Legislation to address the shortage of registered nurses and nursing staff in England is vital to ensure patient safety, Royal College of Nursing (RCN) Chief Executive Dame Donna Kinnair has said.

Giving evidence to the Health and Social Care Select Committee’s enquiry into the consultation process, Dame Donna said that ‘successive secretaries of state have taken decisions which mean we cannot deliver the long-term plan. The lack of accountability on staffing has put us back years, so there needs to be an explicit accountability for the workforce with the secretary of state.’

The RCN has reiterated its call for explicit accountability for ensuring a sufficient number of staff across health and care to be enshrined in law.

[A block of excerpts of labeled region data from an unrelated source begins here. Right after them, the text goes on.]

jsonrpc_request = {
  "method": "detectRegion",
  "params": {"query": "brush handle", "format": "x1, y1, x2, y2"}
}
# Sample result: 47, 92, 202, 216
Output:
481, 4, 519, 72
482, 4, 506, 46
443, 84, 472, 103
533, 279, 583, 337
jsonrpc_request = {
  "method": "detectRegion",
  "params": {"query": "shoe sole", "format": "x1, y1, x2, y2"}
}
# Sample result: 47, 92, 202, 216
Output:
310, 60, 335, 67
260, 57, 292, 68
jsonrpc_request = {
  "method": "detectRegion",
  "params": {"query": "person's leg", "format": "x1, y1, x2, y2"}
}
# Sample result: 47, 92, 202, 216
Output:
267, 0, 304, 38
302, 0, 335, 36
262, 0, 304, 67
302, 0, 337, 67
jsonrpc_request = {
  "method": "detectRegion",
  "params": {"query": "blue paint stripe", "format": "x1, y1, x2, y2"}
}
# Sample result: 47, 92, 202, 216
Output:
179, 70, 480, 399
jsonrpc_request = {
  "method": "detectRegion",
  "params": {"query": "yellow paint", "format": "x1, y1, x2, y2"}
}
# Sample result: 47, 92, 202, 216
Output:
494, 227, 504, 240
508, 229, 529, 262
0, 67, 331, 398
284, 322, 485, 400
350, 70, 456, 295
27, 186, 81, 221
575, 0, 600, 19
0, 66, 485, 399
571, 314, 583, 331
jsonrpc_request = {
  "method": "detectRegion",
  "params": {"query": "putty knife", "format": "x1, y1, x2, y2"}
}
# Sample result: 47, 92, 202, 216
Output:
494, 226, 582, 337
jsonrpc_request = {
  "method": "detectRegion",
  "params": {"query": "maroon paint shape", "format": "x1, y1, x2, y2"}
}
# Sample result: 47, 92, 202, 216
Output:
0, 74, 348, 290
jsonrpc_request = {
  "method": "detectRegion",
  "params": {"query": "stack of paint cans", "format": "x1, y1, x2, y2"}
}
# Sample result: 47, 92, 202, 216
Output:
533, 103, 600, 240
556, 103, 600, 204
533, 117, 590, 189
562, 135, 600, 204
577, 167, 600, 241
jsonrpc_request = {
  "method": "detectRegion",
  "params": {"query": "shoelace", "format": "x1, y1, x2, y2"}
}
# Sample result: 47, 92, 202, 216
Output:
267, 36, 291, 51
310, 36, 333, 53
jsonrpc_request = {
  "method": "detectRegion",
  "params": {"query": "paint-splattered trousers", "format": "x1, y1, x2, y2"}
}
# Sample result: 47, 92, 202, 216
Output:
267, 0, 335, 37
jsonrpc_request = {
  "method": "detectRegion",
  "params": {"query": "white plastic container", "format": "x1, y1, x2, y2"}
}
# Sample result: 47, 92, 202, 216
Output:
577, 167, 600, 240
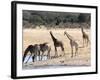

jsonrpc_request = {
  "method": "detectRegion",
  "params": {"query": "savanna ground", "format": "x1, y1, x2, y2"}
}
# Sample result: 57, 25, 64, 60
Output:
23, 28, 91, 69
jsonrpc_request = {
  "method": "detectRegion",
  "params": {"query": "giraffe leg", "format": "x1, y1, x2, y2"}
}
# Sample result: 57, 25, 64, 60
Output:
75, 46, 78, 56
55, 46, 58, 57
47, 48, 51, 59
71, 45, 73, 57
86, 38, 89, 46
41, 52, 44, 60
25, 53, 32, 63
61, 45, 65, 56
83, 38, 84, 47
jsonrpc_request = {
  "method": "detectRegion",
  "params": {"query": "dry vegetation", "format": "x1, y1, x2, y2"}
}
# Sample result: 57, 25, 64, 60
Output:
23, 28, 91, 69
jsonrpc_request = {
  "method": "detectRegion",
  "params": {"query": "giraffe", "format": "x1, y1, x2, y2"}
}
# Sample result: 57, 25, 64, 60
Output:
23, 44, 40, 63
64, 31, 78, 57
50, 31, 65, 57
81, 27, 89, 47
39, 42, 51, 60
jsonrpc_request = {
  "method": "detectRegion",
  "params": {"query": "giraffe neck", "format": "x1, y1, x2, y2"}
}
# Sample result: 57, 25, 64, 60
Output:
81, 28, 84, 34
50, 32, 56, 42
65, 33, 72, 41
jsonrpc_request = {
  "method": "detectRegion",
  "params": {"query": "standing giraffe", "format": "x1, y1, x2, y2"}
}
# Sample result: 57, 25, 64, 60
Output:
64, 32, 78, 57
81, 27, 89, 47
50, 31, 65, 57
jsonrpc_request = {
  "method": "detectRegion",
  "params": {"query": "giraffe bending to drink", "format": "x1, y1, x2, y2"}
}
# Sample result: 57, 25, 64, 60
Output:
50, 31, 65, 57
64, 32, 78, 57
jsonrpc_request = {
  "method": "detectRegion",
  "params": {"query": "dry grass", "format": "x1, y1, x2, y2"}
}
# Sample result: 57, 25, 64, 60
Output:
23, 28, 91, 68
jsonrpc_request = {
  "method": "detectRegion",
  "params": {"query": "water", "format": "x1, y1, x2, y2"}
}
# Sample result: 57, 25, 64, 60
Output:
24, 55, 47, 62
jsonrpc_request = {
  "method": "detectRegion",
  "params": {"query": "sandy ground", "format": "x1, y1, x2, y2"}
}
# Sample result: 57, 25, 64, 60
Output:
23, 28, 91, 69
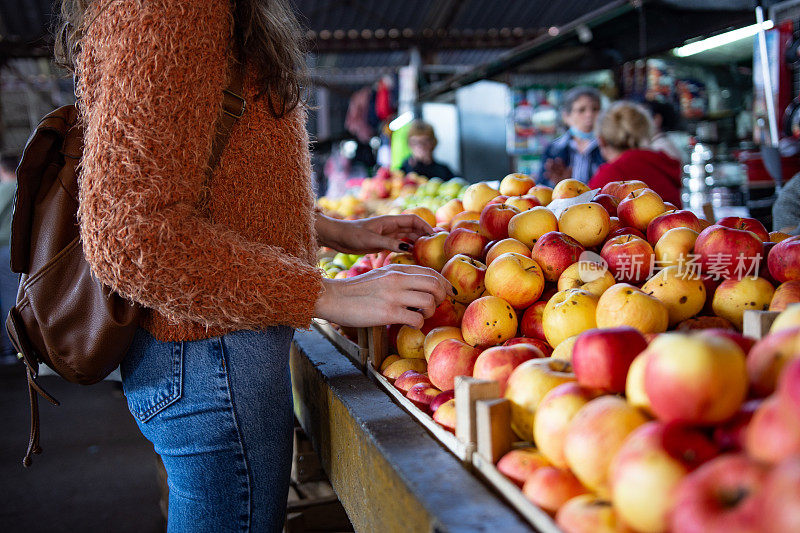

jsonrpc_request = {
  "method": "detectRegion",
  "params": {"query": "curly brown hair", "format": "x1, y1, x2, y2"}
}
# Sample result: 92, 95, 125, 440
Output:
54, 0, 309, 117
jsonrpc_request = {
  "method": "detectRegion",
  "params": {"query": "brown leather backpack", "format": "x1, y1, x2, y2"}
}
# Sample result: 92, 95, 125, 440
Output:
6, 68, 246, 466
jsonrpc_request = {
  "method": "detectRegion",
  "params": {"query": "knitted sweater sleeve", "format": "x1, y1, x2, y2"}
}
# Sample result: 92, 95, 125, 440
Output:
78, 0, 322, 329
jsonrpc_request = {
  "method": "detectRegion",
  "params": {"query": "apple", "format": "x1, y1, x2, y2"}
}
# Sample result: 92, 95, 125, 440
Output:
642, 266, 706, 327
428, 339, 481, 390
461, 183, 500, 213
472, 344, 544, 395
714, 399, 763, 452
382, 358, 428, 383
414, 231, 450, 271
553, 178, 591, 200
769, 231, 791, 243
436, 198, 464, 228
497, 448, 550, 488
422, 326, 464, 361
592, 194, 619, 216
600, 180, 647, 201
600, 235, 655, 284
442, 254, 486, 304
653, 228, 699, 270
394, 370, 431, 393
528, 185, 553, 205
461, 296, 518, 347
505, 194, 542, 213
484, 252, 544, 309
406, 383, 442, 413
519, 301, 547, 340
572, 326, 647, 394
480, 204, 520, 240
397, 326, 425, 359
769, 304, 800, 333
500, 173, 536, 196
716, 217, 770, 241
550, 335, 578, 363
609, 422, 717, 531
502, 337, 553, 357
558, 261, 616, 298
762, 457, 800, 533
644, 333, 747, 425
669, 454, 766, 533
486, 238, 531, 266
564, 396, 647, 498
769, 280, 800, 311
711, 277, 775, 331
558, 202, 611, 248
617, 189, 667, 232
531, 231, 585, 283
542, 289, 597, 346
647, 210, 702, 246
430, 390, 456, 413
533, 382, 600, 468
556, 494, 633, 533
522, 466, 589, 514
625, 356, 653, 416
767, 236, 800, 283
747, 327, 800, 398
508, 207, 558, 248
596, 283, 669, 333
433, 399, 456, 433
403, 206, 436, 227
421, 296, 467, 335
505, 358, 575, 441
694, 224, 764, 278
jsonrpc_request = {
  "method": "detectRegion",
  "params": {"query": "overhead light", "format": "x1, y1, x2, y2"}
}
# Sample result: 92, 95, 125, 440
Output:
389, 111, 414, 131
672, 20, 774, 57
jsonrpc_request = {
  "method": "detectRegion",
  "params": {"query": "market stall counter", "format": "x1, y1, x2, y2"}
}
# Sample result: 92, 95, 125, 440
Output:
290, 330, 530, 533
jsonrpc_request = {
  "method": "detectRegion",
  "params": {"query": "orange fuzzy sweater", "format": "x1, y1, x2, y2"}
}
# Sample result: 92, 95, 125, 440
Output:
77, 0, 322, 340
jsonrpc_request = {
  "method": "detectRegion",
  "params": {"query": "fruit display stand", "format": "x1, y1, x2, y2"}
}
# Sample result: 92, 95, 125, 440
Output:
290, 330, 530, 533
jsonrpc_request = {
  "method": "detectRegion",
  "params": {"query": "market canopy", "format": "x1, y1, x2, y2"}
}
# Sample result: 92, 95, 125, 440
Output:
0, 0, 775, 91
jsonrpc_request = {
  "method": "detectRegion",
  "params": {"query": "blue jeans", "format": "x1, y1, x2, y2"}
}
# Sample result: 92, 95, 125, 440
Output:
120, 327, 294, 533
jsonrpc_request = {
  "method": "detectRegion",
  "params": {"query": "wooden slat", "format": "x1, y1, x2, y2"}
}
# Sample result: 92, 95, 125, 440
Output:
475, 398, 515, 464
455, 376, 500, 446
742, 310, 780, 339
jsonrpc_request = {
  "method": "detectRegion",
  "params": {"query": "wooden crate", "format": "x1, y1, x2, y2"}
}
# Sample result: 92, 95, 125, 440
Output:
311, 318, 369, 371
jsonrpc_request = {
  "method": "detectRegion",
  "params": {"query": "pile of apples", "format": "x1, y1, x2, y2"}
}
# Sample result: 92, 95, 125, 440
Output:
372, 174, 800, 532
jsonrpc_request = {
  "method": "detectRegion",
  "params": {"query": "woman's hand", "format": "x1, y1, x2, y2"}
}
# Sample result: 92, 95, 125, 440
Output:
316, 214, 433, 254
314, 265, 453, 328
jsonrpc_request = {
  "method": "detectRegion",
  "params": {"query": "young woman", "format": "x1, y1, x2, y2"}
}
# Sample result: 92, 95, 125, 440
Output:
589, 101, 681, 207
539, 87, 603, 186
57, 0, 452, 532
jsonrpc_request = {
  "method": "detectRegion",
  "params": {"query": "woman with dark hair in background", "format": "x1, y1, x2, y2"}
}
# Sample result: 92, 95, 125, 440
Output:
56, 0, 452, 532
539, 87, 604, 186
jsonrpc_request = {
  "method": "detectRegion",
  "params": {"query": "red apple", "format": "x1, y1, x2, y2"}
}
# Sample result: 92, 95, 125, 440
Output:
519, 298, 549, 341
694, 224, 764, 279
444, 224, 489, 259
572, 326, 647, 393
480, 201, 520, 241
600, 235, 655, 284
503, 337, 553, 357
717, 217, 769, 241
428, 339, 481, 390
592, 194, 619, 217
472, 344, 544, 395
767, 236, 800, 283
414, 231, 450, 271
406, 383, 442, 413
531, 231, 584, 282
670, 454, 766, 533
647, 210, 702, 246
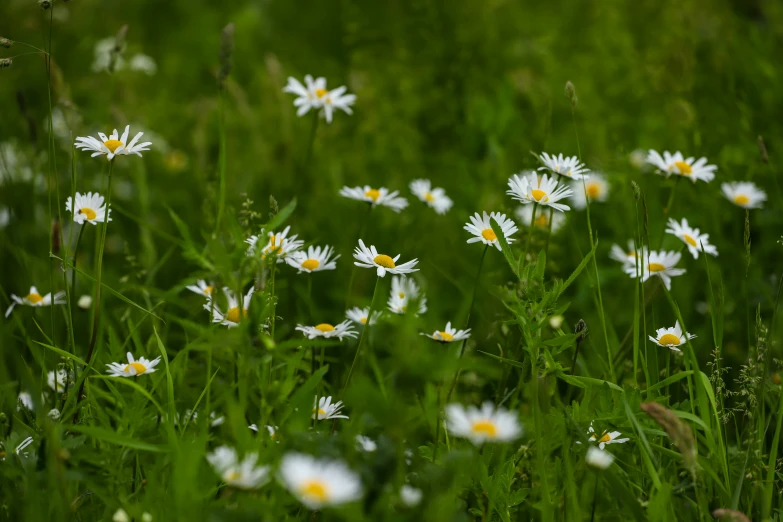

The organisation’s evidence also stressed that the government’s drive to move more care from acute A&E hospitals into the community will be impossible without a substantial increase in the number of nursing staff.

Additionally, according to the RCN, Integrated Care Providers should only be formed if it can be demonstrated that there will not be an adverse effect on the pay, terms and conditions of any staff involved, or on patient care and safety.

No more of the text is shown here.